Insolvenzen sorgen für Angebotslücke
Diese Skepsis eröffnet Bestandshaltern die Chance, solche Nutzer für ihre Objekte zu gewinnen. Zusätzlich könnten durch die Insolvenzwelle am Projektentwicklermarkt moderne Flächen noch knapper werden. Ein Blick auf die Büroobjekte insolventer Projektentwickler in den Top-6-Städten zeigt, dass besonders in den Jahren 2025 und 2026 eine Lücke bei Neubauflächen entstehen könnte. Fast die Hälfte des ursprünglich geplanten Volumens insolventer Projektentwickler sollte in diesen Jahren fertiggestellt werden und könnte nun fehlen oder sich verzögern. Die Top-6-Städte sind unterschiedlich stark von der Insolvenzwelle betroffen. In Berlin und Düsseldorf liegt der Anteil des betroffenen Projektentwicklungsvolumens mit 1,3 % am Büroflächenbestand deutlich höher als in Frankfurt (0,1 %) oder Köln (0,2 %). Über alle Top-6-Städte liegt der Anteil bei 0,7 %. Selbst in einem Worst-Case-Szenario, in dem keines der Projekte fertiggestellt würde, hätte dies angesichts des geringen Anteils vermutlich kaum Einfluss auf die Marktparameter.
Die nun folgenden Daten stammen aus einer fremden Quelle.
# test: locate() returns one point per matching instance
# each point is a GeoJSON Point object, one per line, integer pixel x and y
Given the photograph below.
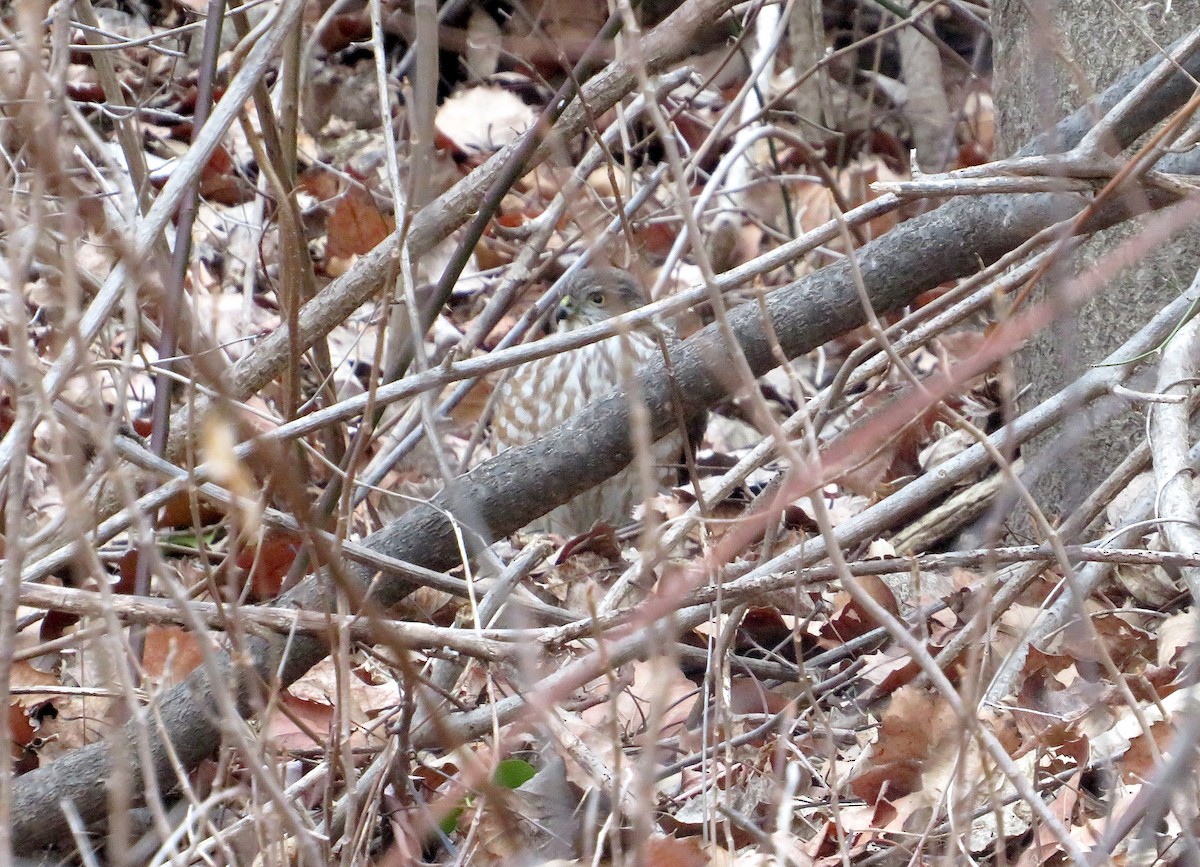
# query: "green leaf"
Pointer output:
{"type": "Point", "coordinates": [513, 773]}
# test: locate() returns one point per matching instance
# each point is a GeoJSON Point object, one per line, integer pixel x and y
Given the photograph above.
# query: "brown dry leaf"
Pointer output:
{"type": "Point", "coordinates": [171, 653]}
{"type": "Point", "coordinates": [355, 227]}
{"type": "Point", "coordinates": [1176, 633]}
{"type": "Point", "coordinates": [484, 119]}
{"type": "Point", "coordinates": [850, 619]}
{"type": "Point", "coordinates": [672, 851]}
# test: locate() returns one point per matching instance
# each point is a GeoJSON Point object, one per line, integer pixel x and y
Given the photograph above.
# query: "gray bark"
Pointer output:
{"type": "Point", "coordinates": [1050, 58]}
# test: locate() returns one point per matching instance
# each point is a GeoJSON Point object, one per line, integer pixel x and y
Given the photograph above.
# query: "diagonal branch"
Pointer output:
{"type": "Point", "coordinates": [521, 484]}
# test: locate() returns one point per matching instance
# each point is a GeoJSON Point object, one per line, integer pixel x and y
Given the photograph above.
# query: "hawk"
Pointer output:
{"type": "Point", "coordinates": [543, 394]}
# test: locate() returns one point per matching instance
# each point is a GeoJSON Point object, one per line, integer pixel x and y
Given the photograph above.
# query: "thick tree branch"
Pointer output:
{"type": "Point", "coordinates": [521, 484]}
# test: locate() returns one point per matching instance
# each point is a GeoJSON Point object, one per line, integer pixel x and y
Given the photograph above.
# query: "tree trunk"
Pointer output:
{"type": "Point", "coordinates": [1050, 58]}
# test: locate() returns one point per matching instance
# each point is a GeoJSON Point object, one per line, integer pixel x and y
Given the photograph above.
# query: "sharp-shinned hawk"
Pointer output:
{"type": "Point", "coordinates": [541, 394]}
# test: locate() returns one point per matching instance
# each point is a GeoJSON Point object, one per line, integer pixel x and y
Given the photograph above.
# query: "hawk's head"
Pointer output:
{"type": "Point", "coordinates": [594, 294]}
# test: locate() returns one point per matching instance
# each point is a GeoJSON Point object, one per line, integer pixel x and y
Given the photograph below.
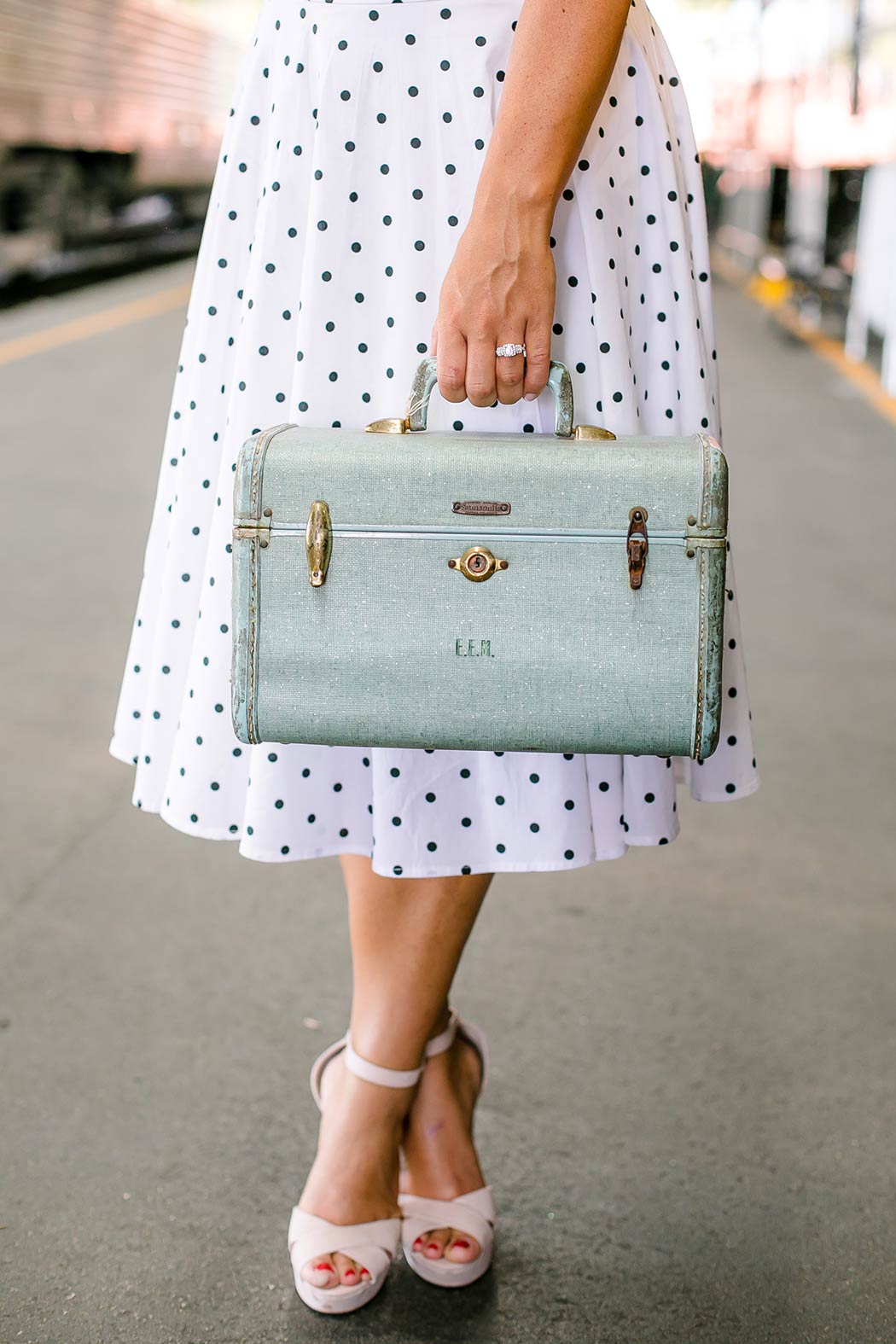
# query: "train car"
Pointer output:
{"type": "Point", "coordinates": [105, 104]}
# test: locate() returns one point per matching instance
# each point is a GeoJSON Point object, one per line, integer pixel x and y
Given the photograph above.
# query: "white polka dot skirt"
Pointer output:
{"type": "Point", "coordinates": [346, 177]}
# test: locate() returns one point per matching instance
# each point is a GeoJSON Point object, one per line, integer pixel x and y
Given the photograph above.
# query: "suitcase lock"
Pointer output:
{"type": "Point", "coordinates": [637, 546]}
{"type": "Point", "coordinates": [477, 563]}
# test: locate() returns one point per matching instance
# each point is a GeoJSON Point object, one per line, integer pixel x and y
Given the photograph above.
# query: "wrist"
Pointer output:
{"type": "Point", "coordinates": [530, 206]}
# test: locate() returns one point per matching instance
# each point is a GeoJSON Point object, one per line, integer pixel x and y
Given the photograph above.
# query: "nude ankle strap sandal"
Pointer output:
{"type": "Point", "coordinates": [372, 1245]}
{"type": "Point", "coordinates": [473, 1214]}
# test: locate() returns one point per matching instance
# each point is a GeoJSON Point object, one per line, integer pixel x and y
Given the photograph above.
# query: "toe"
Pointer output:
{"type": "Point", "coordinates": [350, 1271]}
{"type": "Point", "coordinates": [435, 1241]}
{"type": "Point", "coordinates": [322, 1271]}
{"type": "Point", "coordinates": [461, 1248]}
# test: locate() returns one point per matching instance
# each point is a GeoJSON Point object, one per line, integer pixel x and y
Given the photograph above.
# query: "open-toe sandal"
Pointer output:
{"type": "Point", "coordinates": [473, 1214]}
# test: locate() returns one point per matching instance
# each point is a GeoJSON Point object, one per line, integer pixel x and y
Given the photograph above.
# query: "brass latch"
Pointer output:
{"type": "Point", "coordinates": [477, 563]}
{"type": "Point", "coordinates": [318, 542]}
{"type": "Point", "coordinates": [637, 544]}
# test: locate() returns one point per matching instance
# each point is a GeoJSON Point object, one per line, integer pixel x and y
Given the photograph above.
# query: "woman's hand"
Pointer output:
{"type": "Point", "coordinates": [498, 289]}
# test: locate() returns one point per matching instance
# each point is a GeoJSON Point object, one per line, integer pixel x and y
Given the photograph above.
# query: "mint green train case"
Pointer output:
{"type": "Point", "coordinates": [404, 588]}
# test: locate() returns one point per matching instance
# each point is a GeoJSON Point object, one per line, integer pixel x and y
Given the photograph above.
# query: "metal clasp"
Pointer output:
{"type": "Point", "coordinates": [637, 544]}
{"type": "Point", "coordinates": [477, 563]}
{"type": "Point", "coordinates": [318, 542]}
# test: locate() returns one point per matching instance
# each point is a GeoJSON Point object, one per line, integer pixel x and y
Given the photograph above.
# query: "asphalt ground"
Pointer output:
{"type": "Point", "coordinates": [689, 1124]}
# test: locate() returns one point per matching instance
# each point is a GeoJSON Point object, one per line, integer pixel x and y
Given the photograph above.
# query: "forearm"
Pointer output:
{"type": "Point", "coordinates": [561, 63]}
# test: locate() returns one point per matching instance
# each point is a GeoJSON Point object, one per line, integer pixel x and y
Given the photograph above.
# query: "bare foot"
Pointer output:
{"type": "Point", "coordinates": [439, 1156]}
{"type": "Point", "coordinates": [353, 1178]}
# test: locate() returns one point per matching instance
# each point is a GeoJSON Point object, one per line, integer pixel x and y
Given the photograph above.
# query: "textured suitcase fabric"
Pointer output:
{"type": "Point", "coordinates": [556, 652]}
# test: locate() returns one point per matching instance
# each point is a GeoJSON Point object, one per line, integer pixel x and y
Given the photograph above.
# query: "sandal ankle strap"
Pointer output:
{"type": "Point", "coordinates": [376, 1073]}
{"type": "Point", "coordinates": [445, 1039]}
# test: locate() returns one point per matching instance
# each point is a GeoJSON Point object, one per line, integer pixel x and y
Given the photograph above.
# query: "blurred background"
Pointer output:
{"type": "Point", "coordinates": [690, 1117]}
{"type": "Point", "coordinates": [110, 114]}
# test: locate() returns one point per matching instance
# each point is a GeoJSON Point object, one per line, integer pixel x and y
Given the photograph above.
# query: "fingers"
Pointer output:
{"type": "Point", "coordinates": [509, 369]}
{"type": "Point", "coordinates": [451, 366]}
{"type": "Point", "coordinates": [481, 375]}
{"type": "Point", "coordinates": [468, 369]}
{"type": "Point", "coordinates": [538, 358]}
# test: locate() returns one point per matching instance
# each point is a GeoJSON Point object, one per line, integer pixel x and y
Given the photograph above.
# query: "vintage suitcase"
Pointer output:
{"type": "Point", "coordinates": [404, 588]}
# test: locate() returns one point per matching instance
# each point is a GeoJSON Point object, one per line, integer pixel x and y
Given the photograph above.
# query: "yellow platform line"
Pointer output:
{"type": "Point", "coordinates": [93, 324]}
{"type": "Point", "coordinates": [770, 296]}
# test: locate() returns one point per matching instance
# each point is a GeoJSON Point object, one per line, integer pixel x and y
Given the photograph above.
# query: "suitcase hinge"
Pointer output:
{"type": "Point", "coordinates": [257, 530]}
{"type": "Point", "coordinates": [637, 546]}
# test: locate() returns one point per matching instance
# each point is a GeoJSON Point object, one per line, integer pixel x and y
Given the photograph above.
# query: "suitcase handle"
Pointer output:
{"type": "Point", "coordinates": [425, 379]}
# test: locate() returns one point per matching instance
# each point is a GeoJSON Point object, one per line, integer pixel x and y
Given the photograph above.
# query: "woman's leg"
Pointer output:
{"type": "Point", "coordinates": [407, 935]}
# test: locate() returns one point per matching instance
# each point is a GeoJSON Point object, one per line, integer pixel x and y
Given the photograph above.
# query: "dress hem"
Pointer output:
{"type": "Point", "coordinates": [276, 857]}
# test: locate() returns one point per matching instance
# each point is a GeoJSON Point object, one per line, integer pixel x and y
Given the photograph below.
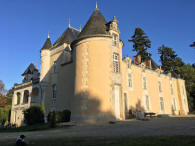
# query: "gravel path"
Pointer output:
{"type": "Point", "coordinates": [154, 127]}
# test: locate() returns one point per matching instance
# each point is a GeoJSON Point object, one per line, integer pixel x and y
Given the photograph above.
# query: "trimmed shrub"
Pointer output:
{"type": "Point", "coordinates": [33, 115]}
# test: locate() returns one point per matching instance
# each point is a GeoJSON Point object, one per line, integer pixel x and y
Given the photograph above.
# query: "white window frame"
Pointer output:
{"type": "Point", "coordinates": [54, 66]}
{"type": "Point", "coordinates": [159, 86]}
{"type": "Point", "coordinates": [116, 63]}
{"type": "Point", "coordinates": [162, 105]}
{"type": "Point", "coordinates": [114, 39]}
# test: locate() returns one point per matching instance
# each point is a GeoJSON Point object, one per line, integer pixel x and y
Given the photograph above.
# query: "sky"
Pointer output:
{"type": "Point", "coordinates": [24, 25]}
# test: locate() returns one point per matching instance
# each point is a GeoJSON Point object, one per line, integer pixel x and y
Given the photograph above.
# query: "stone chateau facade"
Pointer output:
{"type": "Point", "coordinates": [84, 72]}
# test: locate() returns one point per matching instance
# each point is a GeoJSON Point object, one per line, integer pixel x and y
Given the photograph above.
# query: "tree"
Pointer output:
{"type": "Point", "coordinates": [193, 44]}
{"type": "Point", "coordinates": [141, 43]}
{"type": "Point", "coordinates": [169, 60]}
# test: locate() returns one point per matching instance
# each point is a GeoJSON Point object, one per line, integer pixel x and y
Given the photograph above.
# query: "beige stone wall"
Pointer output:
{"type": "Point", "coordinates": [136, 93]}
{"type": "Point", "coordinates": [93, 78]}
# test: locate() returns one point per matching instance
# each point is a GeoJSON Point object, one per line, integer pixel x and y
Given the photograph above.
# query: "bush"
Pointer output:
{"type": "Point", "coordinates": [33, 115]}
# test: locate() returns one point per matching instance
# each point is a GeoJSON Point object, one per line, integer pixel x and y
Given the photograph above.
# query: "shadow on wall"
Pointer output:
{"type": "Point", "coordinates": [83, 106]}
{"type": "Point", "coordinates": [134, 109]}
{"type": "Point", "coordinates": [88, 108]}
{"type": "Point", "coordinates": [58, 79]}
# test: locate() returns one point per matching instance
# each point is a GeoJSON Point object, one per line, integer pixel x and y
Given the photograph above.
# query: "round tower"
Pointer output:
{"type": "Point", "coordinates": [93, 58]}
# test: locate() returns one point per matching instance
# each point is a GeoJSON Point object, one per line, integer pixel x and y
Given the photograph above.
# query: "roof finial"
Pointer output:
{"type": "Point", "coordinates": [96, 5]}
{"type": "Point", "coordinates": [48, 36]}
{"type": "Point", "coordinates": [69, 22]}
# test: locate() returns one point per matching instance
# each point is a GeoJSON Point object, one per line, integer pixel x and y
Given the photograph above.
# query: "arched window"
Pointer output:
{"type": "Point", "coordinates": [18, 97]}
{"type": "Point", "coordinates": [26, 96]}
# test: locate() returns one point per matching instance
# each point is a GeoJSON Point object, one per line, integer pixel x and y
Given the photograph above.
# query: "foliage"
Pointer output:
{"type": "Point", "coordinates": [170, 61]}
{"type": "Point", "coordinates": [4, 114]}
{"type": "Point", "coordinates": [3, 100]}
{"type": "Point", "coordinates": [33, 115]}
{"type": "Point", "coordinates": [141, 43]}
{"type": "Point", "coordinates": [3, 91]}
{"type": "Point", "coordinates": [188, 73]}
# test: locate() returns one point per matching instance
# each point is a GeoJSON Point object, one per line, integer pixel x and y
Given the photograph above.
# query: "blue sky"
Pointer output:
{"type": "Point", "coordinates": [24, 25]}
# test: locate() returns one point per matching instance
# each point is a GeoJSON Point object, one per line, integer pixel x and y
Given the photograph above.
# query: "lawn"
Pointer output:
{"type": "Point", "coordinates": [112, 141]}
{"type": "Point", "coordinates": [26, 128]}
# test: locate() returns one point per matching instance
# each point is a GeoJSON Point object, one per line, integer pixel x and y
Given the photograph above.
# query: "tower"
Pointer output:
{"type": "Point", "coordinates": [94, 69]}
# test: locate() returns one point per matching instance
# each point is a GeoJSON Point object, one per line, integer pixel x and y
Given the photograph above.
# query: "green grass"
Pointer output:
{"type": "Point", "coordinates": [112, 141]}
{"type": "Point", "coordinates": [26, 128]}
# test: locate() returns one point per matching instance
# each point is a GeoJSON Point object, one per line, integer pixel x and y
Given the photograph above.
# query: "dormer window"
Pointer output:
{"type": "Point", "coordinates": [114, 39]}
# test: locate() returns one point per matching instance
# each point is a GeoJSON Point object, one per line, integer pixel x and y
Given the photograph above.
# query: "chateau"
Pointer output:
{"type": "Point", "coordinates": [84, 72]}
Auch dieses Jahr unterdurchschnittlicher Flächenumsatz und noch mehr aufgestaute Umzüge zu erwarten
Da auch 2024 das konjunkturelle Umfeld angespannt bleiben dürfte und die Anpassungsprozesse an hybrides Arbeiten anhalten, dürfte die Nachfrage nach Neuanmietungen zunächst weiter gehemmt werden. Zudem dürften die Leerstände weiter steigen. Zwar könnte die Insolvenzwelle der Projektentwickler den Anstieg in besonders betroffenen Städten dämpfen, aber vermutlich nicht aufhalten. Für das laufende Jahr rechnen wir erneut mit einem Flächenumsatz, der unter dem langjährigen Durchschnitt liegt. Allerdings dürfte sich durch die seit Beginn der COVID-19-Pandemie überdurchschnittlich hohe Anzahl an Mietvertragsverlängerungen ein Umzugsstau aufgebaut haben, der sich auflösen dürfte, sobald sich das konjunkturelle Umfeld verbessert und die Unternehmen mehr Klarheit über ihren künftigen Flächenbedarf haben. Eigentümer von Flächen in guten Lagen können sich dafür in Position bringen, indem sie in ihre Flächen investieren, zumal der Nachfrageüberhang bei modernen Flächen ab 2025 aufgrund der zu erwartenden Verzögerung bei vielen Projektentwicklungen noch zunehmen dürfte.